Wednesday, May 6, 2020

Advantages of the Arq 6 File Format

Stefan Reitshamer:

The problem [with Arq 5] is, as your backup set gets bigger, the number of “index files” that explain what’s in those pack files grows until it becomes unwieldy. To find an object, Arq had to check every index file, as well, as the list of unpacked blobs, until it found the identifier it was looking for.

Arq 6 doesn’t do that. It stores the actual location in the data. A “snapshot” (backup record/commit) contains the path, offset and length of the trees and blobs it needs. The trees contain the paths, offsets and lengths of the trees and blobs they need. No more looking at all the index files.

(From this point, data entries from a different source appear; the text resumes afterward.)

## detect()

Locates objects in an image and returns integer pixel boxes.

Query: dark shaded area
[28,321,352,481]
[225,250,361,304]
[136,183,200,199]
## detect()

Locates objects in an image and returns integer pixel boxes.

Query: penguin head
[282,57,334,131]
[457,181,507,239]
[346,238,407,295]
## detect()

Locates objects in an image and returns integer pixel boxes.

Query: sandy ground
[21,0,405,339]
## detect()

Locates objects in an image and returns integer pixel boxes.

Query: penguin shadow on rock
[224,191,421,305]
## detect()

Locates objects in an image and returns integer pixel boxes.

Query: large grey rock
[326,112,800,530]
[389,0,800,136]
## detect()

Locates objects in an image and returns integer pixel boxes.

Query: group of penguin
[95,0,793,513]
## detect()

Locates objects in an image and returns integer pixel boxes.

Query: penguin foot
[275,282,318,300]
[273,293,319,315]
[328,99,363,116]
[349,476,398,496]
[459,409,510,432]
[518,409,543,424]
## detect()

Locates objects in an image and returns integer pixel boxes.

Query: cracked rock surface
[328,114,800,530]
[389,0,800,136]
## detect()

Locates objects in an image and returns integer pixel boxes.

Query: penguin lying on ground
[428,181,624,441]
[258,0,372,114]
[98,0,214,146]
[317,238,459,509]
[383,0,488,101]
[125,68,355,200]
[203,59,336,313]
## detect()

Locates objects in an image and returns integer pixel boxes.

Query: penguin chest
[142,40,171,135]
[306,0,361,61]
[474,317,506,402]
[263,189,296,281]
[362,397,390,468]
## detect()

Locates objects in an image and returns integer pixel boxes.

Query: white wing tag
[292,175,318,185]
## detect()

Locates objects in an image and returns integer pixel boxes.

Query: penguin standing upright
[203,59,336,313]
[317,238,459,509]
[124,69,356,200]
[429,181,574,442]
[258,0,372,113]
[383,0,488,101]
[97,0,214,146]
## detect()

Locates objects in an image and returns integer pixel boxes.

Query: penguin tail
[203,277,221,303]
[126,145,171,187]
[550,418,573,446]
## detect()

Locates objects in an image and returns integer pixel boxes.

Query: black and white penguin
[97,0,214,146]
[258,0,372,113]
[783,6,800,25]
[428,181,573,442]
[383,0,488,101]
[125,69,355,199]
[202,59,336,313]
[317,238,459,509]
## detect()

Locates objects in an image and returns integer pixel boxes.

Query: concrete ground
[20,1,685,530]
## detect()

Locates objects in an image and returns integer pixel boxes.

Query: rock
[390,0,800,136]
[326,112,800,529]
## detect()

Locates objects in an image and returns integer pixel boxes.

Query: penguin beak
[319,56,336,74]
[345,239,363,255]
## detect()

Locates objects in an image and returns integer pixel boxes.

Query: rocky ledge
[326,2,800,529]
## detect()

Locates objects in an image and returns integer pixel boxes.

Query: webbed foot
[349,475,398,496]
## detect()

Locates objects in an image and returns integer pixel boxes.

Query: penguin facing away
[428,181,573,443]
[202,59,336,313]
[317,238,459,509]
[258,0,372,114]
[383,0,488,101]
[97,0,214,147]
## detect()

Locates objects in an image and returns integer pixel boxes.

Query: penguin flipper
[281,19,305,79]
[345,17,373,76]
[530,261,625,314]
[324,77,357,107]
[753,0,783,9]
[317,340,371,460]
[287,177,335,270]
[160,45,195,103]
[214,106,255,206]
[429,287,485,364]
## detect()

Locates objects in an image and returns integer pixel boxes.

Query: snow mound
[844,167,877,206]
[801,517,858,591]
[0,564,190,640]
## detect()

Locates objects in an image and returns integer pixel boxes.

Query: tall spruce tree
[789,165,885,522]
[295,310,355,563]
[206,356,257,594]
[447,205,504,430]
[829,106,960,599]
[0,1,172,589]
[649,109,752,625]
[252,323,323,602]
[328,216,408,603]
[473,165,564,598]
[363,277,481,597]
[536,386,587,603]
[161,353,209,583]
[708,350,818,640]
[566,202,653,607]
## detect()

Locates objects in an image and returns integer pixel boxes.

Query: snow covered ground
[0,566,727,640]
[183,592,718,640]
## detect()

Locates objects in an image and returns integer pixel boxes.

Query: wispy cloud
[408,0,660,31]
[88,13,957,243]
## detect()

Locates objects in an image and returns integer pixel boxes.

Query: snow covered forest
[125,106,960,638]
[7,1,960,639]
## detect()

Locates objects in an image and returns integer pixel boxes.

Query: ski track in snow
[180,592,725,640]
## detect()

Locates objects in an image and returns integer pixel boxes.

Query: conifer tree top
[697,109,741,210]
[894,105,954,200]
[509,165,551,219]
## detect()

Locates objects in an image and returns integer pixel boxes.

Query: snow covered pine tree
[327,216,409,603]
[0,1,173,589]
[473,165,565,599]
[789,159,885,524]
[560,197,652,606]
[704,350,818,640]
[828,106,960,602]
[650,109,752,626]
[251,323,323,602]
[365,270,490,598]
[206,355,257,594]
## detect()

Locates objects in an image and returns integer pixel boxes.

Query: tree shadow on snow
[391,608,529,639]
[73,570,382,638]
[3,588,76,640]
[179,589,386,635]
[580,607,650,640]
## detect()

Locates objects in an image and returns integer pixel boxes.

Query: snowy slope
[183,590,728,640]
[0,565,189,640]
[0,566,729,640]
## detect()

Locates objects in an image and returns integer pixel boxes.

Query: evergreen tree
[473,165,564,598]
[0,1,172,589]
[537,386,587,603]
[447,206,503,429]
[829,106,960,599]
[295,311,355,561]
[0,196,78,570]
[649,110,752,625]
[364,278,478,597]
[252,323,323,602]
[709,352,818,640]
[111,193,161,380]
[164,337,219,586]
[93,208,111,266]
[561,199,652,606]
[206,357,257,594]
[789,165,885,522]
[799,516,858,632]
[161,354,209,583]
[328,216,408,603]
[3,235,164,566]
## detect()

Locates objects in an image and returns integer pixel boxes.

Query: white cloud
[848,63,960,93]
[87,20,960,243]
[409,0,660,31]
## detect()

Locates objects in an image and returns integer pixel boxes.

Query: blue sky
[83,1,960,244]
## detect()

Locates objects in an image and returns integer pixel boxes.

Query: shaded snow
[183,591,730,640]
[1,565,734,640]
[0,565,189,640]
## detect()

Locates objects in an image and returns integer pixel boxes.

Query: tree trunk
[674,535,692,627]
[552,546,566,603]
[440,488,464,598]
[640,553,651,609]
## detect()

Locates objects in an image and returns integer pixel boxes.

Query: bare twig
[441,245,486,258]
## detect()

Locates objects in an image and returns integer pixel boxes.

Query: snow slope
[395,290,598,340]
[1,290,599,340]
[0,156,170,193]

Arq 6 also doesn’t store “commits” like git did, where each commit contained the identifier of the parent commit. Deleting a commit from the bottom of that queue was costly. Arq 6 stores “snapshots” (replacement for commits) independently, so one can be deleted without affecting any others.

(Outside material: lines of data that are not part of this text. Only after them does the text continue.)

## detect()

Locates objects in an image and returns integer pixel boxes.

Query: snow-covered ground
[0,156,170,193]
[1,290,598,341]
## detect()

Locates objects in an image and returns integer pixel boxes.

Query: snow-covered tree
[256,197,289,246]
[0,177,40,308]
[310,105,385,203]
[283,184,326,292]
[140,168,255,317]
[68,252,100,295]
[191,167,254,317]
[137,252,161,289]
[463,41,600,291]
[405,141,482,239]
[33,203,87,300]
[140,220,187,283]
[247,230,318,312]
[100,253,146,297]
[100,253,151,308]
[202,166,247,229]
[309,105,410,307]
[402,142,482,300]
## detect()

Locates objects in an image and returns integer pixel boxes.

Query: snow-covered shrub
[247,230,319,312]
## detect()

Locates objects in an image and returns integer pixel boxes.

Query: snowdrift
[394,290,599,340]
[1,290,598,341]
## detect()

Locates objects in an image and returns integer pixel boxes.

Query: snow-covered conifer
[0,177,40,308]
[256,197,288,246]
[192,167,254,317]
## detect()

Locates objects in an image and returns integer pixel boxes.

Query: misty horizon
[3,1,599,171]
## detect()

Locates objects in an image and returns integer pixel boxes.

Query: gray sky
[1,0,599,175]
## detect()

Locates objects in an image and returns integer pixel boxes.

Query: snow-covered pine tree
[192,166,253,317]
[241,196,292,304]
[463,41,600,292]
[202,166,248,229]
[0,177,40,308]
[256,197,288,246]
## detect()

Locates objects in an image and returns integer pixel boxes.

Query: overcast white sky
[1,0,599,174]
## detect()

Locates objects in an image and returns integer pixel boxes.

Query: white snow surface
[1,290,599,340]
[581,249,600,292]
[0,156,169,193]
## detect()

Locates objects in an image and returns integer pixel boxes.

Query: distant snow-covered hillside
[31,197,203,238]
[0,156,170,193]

Also, Arq uses a sqlite database to keep a list of all the blobs, trees and commits and the references among them, so that finding and deleting unreferenced data is very quick. Enforcing a budget is also far faster than in Arq 5.

I’ll be interested to learn more about how this works. It seems like it would still need to do a complete scan to see whether a new file has the same content as one that was already backed up and to locate unreferenced blobs after pruning snapshots.

Previously:

3 Comments RSS · Twitter

Rob Mayoff

As I was reading the first paragraph of the quote, I was thinking "For god's sake just store it in SQLite!"

@Rob I think that’s just for the local cache, not the cloud data.

It's really disappointing that there's no documentation or format documentation yet.